Optimising rook movement using DP

Question

A rook is a piece in the strategy board game of chess which can move horizontally or vertically through any number of unoccupied squares. More formally in one step, the rook can move in any one of the following directions {UP, DOWN, LEFT, RIGHT}, any number of squares till the squares are unoccupied.

Given the initial location (A, B) of the rook, the final destination (C, D) and the orientation of the chess board, we have to find the minimum number of steps required by the player to move the rook to the desired destination or tell that it is impossible provided all the other pieces on the chess board are stationary.

Unlike the normal chess board, for this problem the chess board is of the dimensions N x M. The orientation of the board is represented as 0/1 2D string array where 0 denotes empty square and 1 denotes occupied square.

My first attempt at this problem is using a standard BFS approach.

from collections import deque
class Solution:

    def solve(self, A, B, C, D, board):
        # @param A, B: (x, y) co-ordinates of start position
        # @param C, D: (x, y) co-ordinates of target position
        # @param board : list of strings
        # @return minimum moves required or impossible

        seen = set()

        def neighbors(i, j):
            @param i, j: co-ordinates of current position
            @return list with all possible valid moves

            nei = []
            x, y = i - 1, j
            while x >= 0 and board[x][y] != '1':
                nei.append((x, y))
                x -= 1

            x, y = i + 1, j
            while x < len(board) and board[x][y] != '1':
                nei.append((x, y))
                x += 1

            x, y = i, j - 1
            while y >= 0 and board[x][y] != '1':
                nei.append((x, y))
                y -= 1

            x, y = i, j + 1
            while y < len(board[0]) and board[x][y] != '1':
                nei.append((x, y))
                y += 1

            return nei

        def bfs(i, j):
            que = deque([(i, j, 0)])

            while que:
                m, n, level = que.popleft()
                seen.add((m, n))

                if m == C and n == D:
                    return level

                for x, y in neighbors(m, n):
                    if (x, y) not in seen:
                        que.append((x, y, level + 1))
                        seen.add((x, y))

            return -1

        return bfs(A, B)

However this approach is not efficient enough as the board can be very large(~1000x1000).

There is a lot of recomputation going on in the bfs approach.

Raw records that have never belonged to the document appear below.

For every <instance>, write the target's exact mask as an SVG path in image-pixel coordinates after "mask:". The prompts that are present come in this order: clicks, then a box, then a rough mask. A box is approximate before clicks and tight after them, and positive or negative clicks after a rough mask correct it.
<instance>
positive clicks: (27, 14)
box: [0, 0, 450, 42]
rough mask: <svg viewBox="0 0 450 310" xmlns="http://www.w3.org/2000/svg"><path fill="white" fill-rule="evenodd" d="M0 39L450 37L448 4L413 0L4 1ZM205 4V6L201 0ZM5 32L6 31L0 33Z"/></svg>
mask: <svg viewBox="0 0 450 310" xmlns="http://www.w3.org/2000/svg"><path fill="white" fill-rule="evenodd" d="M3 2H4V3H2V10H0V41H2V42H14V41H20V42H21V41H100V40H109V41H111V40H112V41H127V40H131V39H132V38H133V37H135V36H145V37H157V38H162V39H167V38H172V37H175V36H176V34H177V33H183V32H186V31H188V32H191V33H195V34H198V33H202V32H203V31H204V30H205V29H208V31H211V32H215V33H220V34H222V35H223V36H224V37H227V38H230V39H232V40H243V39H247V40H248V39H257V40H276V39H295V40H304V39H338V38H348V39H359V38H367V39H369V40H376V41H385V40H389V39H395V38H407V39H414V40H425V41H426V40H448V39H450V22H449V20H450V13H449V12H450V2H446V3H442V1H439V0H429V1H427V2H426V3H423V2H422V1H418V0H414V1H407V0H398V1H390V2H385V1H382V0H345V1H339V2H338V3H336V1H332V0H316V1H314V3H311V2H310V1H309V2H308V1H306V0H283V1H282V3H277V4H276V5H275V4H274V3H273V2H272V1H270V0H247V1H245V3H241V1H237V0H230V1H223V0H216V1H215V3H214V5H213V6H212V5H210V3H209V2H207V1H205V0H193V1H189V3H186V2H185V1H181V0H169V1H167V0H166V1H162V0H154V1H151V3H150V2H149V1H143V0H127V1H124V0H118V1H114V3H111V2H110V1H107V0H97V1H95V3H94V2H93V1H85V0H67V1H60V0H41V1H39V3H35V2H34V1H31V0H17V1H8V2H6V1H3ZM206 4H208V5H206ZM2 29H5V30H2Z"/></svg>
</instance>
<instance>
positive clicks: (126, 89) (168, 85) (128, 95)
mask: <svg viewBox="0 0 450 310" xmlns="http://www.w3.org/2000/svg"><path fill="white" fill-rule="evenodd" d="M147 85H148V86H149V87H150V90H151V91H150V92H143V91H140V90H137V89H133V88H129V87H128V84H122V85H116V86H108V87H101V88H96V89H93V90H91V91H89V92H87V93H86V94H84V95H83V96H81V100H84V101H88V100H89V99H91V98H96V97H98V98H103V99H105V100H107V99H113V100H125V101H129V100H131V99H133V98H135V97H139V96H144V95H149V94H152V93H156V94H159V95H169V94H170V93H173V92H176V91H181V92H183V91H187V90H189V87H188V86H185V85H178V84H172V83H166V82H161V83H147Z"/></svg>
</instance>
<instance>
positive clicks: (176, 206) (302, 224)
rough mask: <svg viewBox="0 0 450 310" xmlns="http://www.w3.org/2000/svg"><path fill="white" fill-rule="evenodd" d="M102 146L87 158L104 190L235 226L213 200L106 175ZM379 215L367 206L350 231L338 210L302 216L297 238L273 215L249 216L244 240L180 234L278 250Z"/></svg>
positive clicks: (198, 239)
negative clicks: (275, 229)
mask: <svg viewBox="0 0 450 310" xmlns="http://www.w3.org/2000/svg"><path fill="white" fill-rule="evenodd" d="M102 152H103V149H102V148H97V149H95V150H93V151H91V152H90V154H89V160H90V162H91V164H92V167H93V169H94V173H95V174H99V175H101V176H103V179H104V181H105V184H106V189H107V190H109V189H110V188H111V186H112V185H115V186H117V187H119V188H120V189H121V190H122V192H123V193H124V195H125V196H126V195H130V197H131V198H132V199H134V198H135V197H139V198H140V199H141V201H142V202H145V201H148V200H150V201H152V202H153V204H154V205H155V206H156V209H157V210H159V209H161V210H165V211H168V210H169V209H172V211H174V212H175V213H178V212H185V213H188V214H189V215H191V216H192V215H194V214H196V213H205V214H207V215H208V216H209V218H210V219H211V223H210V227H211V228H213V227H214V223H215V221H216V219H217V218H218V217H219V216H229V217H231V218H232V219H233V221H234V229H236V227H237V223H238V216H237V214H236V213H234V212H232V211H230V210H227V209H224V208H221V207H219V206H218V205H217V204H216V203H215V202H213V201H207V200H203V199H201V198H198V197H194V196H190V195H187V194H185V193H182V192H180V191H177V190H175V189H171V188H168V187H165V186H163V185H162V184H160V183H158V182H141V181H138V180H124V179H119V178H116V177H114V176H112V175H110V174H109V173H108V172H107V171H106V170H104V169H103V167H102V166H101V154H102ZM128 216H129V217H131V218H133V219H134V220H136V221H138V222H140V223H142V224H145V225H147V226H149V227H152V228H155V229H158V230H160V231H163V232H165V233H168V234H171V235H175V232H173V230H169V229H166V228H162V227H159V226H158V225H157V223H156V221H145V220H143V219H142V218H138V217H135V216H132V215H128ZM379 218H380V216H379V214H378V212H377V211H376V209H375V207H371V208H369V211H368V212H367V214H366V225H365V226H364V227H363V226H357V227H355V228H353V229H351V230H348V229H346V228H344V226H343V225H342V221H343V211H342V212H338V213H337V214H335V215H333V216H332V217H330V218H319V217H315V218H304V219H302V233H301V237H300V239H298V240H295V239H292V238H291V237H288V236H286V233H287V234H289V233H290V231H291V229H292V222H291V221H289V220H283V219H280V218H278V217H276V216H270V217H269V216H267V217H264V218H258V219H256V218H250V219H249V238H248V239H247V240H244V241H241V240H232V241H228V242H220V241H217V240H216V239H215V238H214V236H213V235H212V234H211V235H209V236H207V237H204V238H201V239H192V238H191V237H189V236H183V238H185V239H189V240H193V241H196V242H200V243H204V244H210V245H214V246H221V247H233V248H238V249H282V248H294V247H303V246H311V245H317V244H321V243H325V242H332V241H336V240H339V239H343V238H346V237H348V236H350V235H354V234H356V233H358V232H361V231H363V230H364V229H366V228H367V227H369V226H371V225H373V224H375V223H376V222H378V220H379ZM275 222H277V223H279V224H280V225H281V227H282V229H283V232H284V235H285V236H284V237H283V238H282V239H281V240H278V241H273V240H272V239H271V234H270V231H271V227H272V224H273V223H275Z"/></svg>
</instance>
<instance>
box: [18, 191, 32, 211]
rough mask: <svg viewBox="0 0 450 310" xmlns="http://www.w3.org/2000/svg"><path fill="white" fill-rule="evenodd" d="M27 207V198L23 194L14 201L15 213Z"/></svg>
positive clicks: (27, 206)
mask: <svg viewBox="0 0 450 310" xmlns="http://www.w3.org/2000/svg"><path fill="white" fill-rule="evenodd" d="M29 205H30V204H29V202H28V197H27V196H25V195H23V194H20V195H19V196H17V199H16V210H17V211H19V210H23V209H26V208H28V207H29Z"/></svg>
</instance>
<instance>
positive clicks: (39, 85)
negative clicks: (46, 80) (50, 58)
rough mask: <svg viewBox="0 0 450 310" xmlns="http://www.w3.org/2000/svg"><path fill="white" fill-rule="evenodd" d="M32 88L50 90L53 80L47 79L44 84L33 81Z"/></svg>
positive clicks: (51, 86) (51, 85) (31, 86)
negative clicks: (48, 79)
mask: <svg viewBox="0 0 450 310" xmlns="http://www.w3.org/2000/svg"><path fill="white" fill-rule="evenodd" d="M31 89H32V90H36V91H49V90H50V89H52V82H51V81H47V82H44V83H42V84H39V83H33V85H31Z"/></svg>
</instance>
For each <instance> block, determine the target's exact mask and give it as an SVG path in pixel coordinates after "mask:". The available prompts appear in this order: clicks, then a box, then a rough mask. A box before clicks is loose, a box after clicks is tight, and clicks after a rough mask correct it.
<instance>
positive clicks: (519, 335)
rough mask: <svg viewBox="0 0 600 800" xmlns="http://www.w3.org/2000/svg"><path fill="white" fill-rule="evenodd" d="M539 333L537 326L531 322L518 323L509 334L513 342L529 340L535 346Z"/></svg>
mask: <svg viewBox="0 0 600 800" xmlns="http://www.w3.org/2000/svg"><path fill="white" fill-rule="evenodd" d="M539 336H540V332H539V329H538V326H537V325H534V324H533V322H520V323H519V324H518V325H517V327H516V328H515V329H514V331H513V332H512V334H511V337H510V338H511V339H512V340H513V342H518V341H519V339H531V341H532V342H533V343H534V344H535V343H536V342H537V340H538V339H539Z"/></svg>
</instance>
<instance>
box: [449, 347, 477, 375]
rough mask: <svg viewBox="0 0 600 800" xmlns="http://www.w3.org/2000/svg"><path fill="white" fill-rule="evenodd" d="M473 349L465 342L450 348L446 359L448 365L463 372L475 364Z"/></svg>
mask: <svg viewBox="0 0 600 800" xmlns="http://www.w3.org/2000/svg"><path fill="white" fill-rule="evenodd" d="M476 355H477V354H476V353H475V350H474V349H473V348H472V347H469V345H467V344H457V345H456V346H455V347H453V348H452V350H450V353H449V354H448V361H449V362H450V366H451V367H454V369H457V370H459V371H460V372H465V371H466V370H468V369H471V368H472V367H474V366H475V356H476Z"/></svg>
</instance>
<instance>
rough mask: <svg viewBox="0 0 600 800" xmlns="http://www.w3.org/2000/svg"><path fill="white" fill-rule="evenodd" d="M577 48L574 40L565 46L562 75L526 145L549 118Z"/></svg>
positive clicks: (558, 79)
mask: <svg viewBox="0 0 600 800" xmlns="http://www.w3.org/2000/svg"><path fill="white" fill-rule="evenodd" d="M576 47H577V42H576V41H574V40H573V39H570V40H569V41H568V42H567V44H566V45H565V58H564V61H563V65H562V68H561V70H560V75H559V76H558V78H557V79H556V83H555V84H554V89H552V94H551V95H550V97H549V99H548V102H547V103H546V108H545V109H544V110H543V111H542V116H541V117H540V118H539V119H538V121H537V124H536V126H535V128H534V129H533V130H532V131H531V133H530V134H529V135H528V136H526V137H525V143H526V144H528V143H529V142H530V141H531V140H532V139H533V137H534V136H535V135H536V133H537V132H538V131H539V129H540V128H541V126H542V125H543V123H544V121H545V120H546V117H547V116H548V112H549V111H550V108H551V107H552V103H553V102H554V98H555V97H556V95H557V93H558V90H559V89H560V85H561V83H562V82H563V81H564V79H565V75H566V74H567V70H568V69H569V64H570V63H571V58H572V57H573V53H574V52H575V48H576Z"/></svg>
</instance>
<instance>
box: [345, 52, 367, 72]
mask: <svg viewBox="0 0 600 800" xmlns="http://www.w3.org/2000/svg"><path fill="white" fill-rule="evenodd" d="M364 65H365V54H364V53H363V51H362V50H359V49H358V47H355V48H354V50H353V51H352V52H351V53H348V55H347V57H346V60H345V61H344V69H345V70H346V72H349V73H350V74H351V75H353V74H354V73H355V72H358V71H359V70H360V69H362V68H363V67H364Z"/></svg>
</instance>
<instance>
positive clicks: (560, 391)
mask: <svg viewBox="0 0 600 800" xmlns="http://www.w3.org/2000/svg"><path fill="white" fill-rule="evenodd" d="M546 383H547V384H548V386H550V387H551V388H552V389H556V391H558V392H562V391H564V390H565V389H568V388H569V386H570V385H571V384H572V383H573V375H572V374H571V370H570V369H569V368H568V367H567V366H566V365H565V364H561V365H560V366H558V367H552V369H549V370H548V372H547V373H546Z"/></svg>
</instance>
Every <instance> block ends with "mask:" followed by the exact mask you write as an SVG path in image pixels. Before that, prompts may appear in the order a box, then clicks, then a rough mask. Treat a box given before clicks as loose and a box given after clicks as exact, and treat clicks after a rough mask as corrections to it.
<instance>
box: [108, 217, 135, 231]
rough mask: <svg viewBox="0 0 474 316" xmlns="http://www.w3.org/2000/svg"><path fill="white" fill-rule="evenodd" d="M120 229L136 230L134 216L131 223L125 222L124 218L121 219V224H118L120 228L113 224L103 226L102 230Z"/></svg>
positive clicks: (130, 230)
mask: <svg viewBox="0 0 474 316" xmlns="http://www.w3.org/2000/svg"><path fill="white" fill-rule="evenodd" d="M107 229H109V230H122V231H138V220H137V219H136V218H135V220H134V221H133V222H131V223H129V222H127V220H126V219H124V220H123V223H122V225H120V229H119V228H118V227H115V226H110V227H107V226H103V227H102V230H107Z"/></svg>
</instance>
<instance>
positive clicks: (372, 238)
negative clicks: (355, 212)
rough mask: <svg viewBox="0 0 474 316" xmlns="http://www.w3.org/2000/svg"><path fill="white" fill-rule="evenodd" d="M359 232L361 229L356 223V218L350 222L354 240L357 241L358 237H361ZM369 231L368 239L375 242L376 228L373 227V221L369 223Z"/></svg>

How would I write the DP approach with memoization?

Answer 1

Dynamic programming for shortest path problems tends to just look like a shortest path problem on a related graph. Indeed, one way to solve this in O(nm) time would be to make a graph where each node represents not just a position on the board but also which direction the rook is moving in, if any. Each node in the graph has a cost-zero arc to the node representing the next square in the same direction, as well as cost-one arcs to the nodes that represent the same position but with other directions. The number of nodes blows up by a factor of 4 (plus one for the start node) but the number of neighbors drops from O(n + m) to at most 4, which is much sparser than your current graph.

You need to implement something like Dijkstra's algorithm, but instead of a heap you can use a doubly-linked list. If you're traversing an arc of cost zero, put the head on the front of the list. If it's cost one, put it on the back.

Here's some neighbor-finding code (untested, use at your own risk).

# The start node is (x, y, None).
# Returns a list of pairs (neighbor, edge cost).
def neighbors(node, board):
    x, y, direction = node
    if direction is not None:
        dx, dy = direction
        if 0 <= x + dx < len(board) and 0 <= y + dy < len(board[x + dx]) and board[x + dx][y + dy] != '1':
            yield (x + dx, y + dy, direction), 0
    for newdirection in [(-1, 0), (0, -1), (0, 1), (1, 0)]:
        if newdirection != direction:
            yield (x, y, newdirection), 1

Dijkstra in Python would normally look something like

import heapq

def dijkstra(source, board):
    heap = [(0, source)]
    distance = {}
    while heap:
        cost, node = heapq.heappop(heap)
        if node in distance:
            continue
        distance[node] = cost
        for neighbor, edgecost in neighbors(node, board):
            heapq.heappush(heap, (cost + edgecost, neighbor))
    return distance

If edgecost is always zero-one, then you can do

import collections

def specialdijkstra(source, board):
    heap = collections.deque([(0, source)])
    distance = {}
    while heap:
        cost, node = heap.popleft()
        if node in distance:
            continue
        distance[node] = cost
        for neighbor, edgecost in neighbors(node, board):
            (heap.append if edgecost else heap.appendleft)((cost + edgecost, neighbor))
    return distance